In The Denver Gazette, Sage Kelley walks through how Front Range cities are scrambling to serve the so-called “missing middle,” the folks who earn too much to qualify as low income but too little to snag a traditional single-family mortgage. The piece details a raft of 2024 state laws on housing plans, parking mandates, and ADUs, plus the municipal pushback now bubbling across the metro.
Kelley notes prices have sprinted ahead of paychecks. Average monthly mortgage payments in metro Denver are up 134 percent since 2015, and the median single-family price in September hit $618,342. Cities are testing density, ADUs, and fast tracks, while others lawyer up on home-rule grounds. The question is whether any of it actually lowers the bill at closing.
The Bullet Point Brief
- New laws require housing action plans for cities over 5,000 people and cap parking minimums near transit. The state also forces ADUs anywhere single-family is allowed.
- Denver has already gone aggressive: killed parking minimums, opened ADUs citywide, added set-asides, and fast-tracked permits. Implementation is not the same as affordability.
- Sticker shock is real. Mortgage payments up 134 percent since 2015. Median single-family now $618,342. Families feel the squeeze.
- Voters are pushing back. Lakewood residents resist upzoning. Littleton’s Measure 3A aims to preserve single-family land use.
- Several cities, including Greenwood Village, Arvada, Aurora, Glendale, Lafayette, and Westminster, sued the state on home-rule grounds. The fight is far from over.
My Bottom Line
Government helped create this mess, and now it wants applause for “solutions” that mainly rearrange the cones. If red tape is strangling supply, the fix is not a VIP lane for a few project types. It is cutting the tape for everyone. The missing middle is not a marketing slogan. It is your kid trying to buy their first home before the interest rate eats their down payment.

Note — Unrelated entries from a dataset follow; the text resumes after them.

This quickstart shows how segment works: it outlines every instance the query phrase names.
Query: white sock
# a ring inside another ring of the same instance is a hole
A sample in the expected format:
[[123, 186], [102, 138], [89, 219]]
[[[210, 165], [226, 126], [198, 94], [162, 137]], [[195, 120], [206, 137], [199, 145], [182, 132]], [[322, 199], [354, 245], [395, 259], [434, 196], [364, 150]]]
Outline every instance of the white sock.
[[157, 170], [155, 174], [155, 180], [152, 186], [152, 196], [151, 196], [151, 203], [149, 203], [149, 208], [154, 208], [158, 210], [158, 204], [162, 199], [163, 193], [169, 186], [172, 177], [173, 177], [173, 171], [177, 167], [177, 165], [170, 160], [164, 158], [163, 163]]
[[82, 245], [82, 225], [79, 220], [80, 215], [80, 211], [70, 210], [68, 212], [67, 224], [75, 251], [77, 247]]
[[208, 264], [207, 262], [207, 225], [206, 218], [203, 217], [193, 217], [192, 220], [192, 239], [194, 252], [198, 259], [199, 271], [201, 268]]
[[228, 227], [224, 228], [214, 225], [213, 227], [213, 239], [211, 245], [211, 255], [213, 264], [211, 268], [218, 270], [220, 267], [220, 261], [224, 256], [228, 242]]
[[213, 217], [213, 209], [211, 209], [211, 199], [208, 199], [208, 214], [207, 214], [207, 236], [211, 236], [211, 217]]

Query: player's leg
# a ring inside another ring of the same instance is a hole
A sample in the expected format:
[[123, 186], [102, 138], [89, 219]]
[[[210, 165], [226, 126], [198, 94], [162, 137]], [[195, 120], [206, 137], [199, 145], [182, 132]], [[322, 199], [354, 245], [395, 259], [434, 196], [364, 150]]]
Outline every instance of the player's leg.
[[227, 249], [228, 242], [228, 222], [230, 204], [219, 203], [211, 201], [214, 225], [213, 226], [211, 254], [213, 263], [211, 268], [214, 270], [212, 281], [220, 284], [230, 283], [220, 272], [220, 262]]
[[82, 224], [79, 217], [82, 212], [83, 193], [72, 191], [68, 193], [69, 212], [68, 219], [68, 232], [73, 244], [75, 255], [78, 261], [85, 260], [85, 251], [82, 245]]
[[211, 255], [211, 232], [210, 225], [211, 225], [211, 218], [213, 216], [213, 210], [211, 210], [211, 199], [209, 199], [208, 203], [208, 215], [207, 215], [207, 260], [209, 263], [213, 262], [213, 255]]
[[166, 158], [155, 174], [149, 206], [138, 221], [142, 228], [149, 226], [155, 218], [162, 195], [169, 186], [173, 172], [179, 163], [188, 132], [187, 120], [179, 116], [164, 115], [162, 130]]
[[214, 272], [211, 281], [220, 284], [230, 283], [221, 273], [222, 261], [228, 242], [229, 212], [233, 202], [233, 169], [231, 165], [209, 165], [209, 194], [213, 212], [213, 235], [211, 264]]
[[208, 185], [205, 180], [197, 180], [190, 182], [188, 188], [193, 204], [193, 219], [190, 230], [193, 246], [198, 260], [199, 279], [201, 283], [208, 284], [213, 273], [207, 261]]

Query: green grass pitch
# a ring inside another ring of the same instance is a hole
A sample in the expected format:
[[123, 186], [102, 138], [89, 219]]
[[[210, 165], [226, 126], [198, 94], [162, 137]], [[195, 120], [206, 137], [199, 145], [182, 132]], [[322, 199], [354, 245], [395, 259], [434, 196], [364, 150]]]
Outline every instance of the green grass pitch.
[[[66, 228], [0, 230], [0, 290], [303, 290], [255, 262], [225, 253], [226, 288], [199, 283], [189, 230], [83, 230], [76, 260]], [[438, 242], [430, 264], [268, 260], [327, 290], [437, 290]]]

Unpack the obvious. If the state can force ADUs, cap parking, and demand action plans, it can also stop piling costs on every new unit. If a 90-day fast track is good for one category, make timelines and standards predictable across the board. And respect home rule while you are at it. Local communities know their dirt better than a Capitol committee. The Gazette lays out the mandates and the backlash; the real test is whether families can actually afford the front door that follows.